When the news broke that ex-provincial assembly member Fariha Razzaq had been murdered in a horrific incident in her home on 1st February, 2018, alongside her husband, the media was more interested in discussing the details of the crime rather than focusing on why the loss of the victims was so tremendous. While it is okay to report on a high-profile crime, it is also important that people be informed about who the victim was so that it humanizes them.

Here is a glance at the illustrious life of FarihaRazzaq, a Pakistani woman who, despite all odds, rose to become a role model for women in the country.

The birth of an icon

Fariha Razzaq was born on 15th November, 1956, to Abdul Razzaq and Nishat Afzal. She grew up during the 1960s, the Ayub Khan-era which was marked by rapid economic growth and a socially tolerant environment.

She studied at the prestigious Covenant of Jesus and Mary in Murree, from where she went on to the National Defence University. She supplemented this by studying Communications & Journalism Innovation at Stanford University, USA, and English Literature and French from Kinnaird College Lahore, Pakistan.
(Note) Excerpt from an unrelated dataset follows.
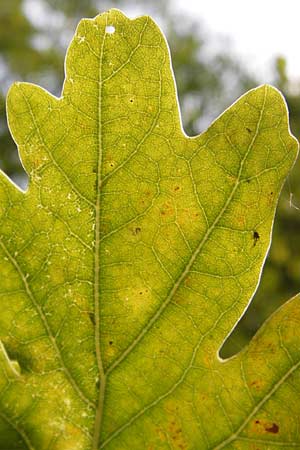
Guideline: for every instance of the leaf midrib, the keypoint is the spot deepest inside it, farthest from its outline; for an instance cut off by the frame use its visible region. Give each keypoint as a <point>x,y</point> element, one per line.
<point>178,283</point>
<point>102,376</point>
She also completed a Fellowship in Social Justice & Democracy at University College London, UK. What she witnessed during this period influenced her views for the rest of her life.

A series of life-changing events

Eventually, the 1970s rolled around, and she was witness to a coup d’état that toppled the legendary Pakistan Peoples’ Party Prime Minister, Zulfiqar Ali Bhutto. Seeing this horrible injustice, and the collapse of the peaceful and tolerant Pakistan she had grown to love under the dictatorship of General Zia-ul-Haq, she was driven to politics.

She initially became a journalist, and she quickly gained prominence. Razzaq earned a number of steep accolades, including the Pakistan Newspaper Society Award in 1994 and the Outstanding Journalist in South Asia Award in 2000. She became a recipient of the Lorenzo Natali Prize for Journalism in 2000 for a Dawn Magazine article titled ‘Women Are Falling Behind‘.

The high point

After her successful career as a journalist, she took her career to the next level by successfully getting elected to the Sindh Provincial Assembly in 2002 as a representative of the same party as her life’s icon, Z.A. Bhutto, the PPP. Her time as a representative of the people was very successful, demonstrated by the fact that in 2004 she was awarded the coveted Madar-e-Millat award by the Government of Pakistan and the Annual Muslim Award by the House of Lords, UK. She was also recognised in the esteemed Pakistan Power 100 list for her commitment to democracy and human rights.

This was the illustrious life of Fariha Razzaq; a woman who should not be remembered by a gruesome crime so much as she should be for her hard work in the interests of Pakistan.